John Kenny's World Cup Diary
Entry 17 - 7 April
Our visit to Guyana will come to an end after Monday's game against New Zealand, the third game for Ireland at the Providence Stadium in Georgetown in the Super Eights after defeats to England and South Africa.
After a couple of days off, the Irish squad have returned to training and coach Adi Birrell put the 15 players through a tough couple of days to shake off any cobwebs.
At the end of the session, they invited me to face a few deliveries in the nets. I have played a little cricket before myself at school and for the now defunct Carlisle Club in Kimmage, Dublin. Indeed RTÉ still have a side and I keep my hand in with a few games every summer.
The likes of Kyle McCallen Niall O'Brien and Paul Mooney all had a bowl at me, but it's to my undying shame that RTÉ.ie reporter Ed Leahy was the only man to actually hit my stumps. He has been living on that moment for a few days now.
The rain that fell at the beginning of the week has abated and the weather has been hot and sunny. When the clouds roll over it becomes very, very humid and as a westerner who is not used to it, the humidity can be overpowering at times.
Sean McGrath, a Donegal man who owns the Cara Lodge Hotel where the squad and the remaining media are based, invited us to his home for a barbecue and it was a lovely evening. McGrath has been in Guyana for a while now, has married a local woman and is well settled in this South American country.
McGrath, indeed, is part of the tourism initiative board here in Guyana and helped shape the Five-Year Tourism Development Plan whose aim is to double the current levels of tourism in five years.
Guyana is a very diverse country. English is its primary language, although there are others spoken, including Creole. The majority of the population are of Asian Indian ancestry and indeed their President, Dr Cheddi Jagan, is himself of East Indian origin.

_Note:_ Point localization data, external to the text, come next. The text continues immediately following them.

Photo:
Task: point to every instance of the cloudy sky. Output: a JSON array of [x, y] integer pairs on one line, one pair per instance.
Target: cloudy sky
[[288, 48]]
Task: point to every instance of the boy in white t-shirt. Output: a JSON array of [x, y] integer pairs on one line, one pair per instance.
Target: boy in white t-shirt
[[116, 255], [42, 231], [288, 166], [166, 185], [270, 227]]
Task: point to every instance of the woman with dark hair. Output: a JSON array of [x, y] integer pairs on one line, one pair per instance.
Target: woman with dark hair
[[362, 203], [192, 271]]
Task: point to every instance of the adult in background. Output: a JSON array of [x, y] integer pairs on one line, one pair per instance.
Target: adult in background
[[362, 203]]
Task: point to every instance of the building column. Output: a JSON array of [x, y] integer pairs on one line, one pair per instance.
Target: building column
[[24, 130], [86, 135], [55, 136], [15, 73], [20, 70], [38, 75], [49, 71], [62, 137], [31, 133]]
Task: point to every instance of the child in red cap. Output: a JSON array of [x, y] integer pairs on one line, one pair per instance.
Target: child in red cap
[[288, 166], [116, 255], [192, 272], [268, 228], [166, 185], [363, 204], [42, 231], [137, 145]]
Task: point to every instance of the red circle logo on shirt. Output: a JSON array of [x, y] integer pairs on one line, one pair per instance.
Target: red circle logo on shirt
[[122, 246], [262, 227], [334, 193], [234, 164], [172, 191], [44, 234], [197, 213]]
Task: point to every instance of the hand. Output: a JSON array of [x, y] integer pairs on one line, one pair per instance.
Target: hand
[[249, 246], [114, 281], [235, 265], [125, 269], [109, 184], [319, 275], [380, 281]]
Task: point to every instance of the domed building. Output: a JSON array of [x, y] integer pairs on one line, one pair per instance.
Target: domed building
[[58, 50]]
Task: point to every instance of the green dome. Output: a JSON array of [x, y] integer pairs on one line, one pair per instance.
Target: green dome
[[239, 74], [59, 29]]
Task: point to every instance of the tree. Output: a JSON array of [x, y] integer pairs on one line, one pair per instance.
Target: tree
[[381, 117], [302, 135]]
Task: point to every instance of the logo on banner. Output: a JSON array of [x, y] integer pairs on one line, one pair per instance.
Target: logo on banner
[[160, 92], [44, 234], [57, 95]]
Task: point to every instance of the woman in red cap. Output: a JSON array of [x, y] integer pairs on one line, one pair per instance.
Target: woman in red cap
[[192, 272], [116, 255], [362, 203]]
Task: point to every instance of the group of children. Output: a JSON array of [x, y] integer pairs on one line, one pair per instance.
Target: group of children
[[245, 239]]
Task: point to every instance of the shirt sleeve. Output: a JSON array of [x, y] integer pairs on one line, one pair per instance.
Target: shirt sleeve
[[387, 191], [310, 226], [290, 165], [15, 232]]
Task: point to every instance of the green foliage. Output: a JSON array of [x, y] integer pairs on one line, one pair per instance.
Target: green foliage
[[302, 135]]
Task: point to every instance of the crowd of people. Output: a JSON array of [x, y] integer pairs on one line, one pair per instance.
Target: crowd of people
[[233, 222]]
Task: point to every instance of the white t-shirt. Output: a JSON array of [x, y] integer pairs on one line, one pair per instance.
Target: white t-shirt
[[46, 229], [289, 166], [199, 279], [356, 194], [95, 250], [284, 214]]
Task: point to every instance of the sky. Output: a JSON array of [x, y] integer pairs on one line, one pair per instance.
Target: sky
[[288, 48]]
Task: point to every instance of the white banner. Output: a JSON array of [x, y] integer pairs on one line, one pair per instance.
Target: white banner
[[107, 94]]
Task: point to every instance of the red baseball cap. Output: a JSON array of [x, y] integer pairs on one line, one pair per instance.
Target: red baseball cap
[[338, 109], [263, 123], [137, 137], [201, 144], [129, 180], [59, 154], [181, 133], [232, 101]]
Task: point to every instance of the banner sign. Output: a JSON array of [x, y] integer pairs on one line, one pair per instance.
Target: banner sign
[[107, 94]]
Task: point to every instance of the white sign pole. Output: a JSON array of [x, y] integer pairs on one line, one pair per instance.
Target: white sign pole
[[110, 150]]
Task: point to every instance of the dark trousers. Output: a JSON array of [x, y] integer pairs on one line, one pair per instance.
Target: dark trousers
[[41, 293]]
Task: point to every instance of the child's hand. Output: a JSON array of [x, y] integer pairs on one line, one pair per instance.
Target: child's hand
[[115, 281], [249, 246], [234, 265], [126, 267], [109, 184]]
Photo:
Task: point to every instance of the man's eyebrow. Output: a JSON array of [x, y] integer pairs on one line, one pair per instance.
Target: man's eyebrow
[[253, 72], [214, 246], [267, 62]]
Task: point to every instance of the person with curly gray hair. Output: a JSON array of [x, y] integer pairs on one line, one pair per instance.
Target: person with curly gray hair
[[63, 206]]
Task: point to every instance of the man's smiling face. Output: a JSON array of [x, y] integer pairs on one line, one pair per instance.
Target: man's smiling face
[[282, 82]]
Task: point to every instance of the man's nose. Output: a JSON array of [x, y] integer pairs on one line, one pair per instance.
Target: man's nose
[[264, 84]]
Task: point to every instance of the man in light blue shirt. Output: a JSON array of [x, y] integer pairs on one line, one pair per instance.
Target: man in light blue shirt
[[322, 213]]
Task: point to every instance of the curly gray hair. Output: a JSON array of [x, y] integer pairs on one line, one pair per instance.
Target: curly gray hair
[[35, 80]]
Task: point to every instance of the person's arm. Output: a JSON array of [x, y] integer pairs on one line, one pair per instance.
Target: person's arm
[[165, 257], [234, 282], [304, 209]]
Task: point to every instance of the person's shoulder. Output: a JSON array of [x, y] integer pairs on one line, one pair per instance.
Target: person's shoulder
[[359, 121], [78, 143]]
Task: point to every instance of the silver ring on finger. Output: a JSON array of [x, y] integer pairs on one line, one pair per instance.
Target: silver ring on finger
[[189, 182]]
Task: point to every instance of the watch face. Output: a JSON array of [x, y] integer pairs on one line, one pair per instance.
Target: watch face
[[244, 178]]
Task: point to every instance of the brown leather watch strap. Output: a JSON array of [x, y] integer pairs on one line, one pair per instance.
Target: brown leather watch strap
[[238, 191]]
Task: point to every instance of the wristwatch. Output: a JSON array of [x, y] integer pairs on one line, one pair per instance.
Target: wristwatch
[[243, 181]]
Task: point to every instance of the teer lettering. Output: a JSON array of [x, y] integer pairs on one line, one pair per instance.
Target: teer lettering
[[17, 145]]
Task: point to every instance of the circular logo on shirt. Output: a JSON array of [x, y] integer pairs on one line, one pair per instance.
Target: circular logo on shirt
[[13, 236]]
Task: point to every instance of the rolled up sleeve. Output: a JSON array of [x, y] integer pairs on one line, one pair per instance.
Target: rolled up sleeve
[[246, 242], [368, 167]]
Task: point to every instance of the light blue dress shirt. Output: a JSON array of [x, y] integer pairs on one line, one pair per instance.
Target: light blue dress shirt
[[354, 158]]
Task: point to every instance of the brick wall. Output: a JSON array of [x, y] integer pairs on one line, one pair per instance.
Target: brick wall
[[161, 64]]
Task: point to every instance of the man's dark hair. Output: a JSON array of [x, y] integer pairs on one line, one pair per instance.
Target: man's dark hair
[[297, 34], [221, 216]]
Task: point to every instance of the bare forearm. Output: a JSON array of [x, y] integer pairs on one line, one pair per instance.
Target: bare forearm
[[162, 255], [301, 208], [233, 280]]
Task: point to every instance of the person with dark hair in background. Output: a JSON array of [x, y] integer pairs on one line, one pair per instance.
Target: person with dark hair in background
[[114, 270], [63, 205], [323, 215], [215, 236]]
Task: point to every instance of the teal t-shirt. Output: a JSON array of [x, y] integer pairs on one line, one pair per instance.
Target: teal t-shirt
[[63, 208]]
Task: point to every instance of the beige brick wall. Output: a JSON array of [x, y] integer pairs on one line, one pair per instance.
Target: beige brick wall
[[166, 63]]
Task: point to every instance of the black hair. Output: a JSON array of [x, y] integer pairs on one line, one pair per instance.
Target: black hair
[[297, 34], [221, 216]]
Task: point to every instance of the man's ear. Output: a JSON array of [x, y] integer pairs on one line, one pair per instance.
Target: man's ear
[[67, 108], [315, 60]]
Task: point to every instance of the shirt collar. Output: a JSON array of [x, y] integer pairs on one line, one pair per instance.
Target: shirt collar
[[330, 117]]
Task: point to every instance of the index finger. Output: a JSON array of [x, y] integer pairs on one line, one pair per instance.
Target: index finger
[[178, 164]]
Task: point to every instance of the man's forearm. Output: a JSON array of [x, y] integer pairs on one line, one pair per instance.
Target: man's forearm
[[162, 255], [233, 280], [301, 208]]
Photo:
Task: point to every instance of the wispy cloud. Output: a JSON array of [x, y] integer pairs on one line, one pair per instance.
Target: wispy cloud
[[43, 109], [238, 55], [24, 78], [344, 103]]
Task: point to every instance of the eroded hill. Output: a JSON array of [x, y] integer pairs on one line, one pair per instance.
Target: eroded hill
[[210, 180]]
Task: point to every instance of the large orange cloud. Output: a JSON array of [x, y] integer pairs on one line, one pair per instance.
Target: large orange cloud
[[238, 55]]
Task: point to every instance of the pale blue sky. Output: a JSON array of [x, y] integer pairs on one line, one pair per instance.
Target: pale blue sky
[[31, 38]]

Black people known as Afro-Guyanese, make up about a third of the population and there is a small Amerindian group, many of whom still live in the rain forests.
As with much of northern South America, problems persist with its delicate eco system.
The World Resources Institute says that Guyana's abundant forest resources, encompassing 85 percent of its land area at the heart of the Guiana Shield, represent the largest remaining intact tropical forest frontier in the world.
But the country is under enormous pressure to sell logging rights to boost short-term economic growth.
The institute states: 'Guyana requires stronger government and civil machinery to plan and negotiate foreign investment in logging and to ensure that companies comply with national laws and codes of practice.
'But even with enlightened policies, Guyana still faces serious challenges, including reforming land allocation and land-use planning, reducing damage and increasing revenues from logging, building sustainable communities, developing non-timber forest enterprises, and making foreign assistance more effective.'
There is a move to try and bring more eco tourism to Guyana.
That must surely be the way forward for this country and not the destruction of its stunning and diverse rainforests by logging companies bent on profit.
Such matters will be furthest from the Irish cricketers' minds as they now face four games in nine days as after New Zealand ,it's two games on Barbados against Australia and Bangladesh (13 and 15 April) and one on Grenada against Sri Lanka (18 April).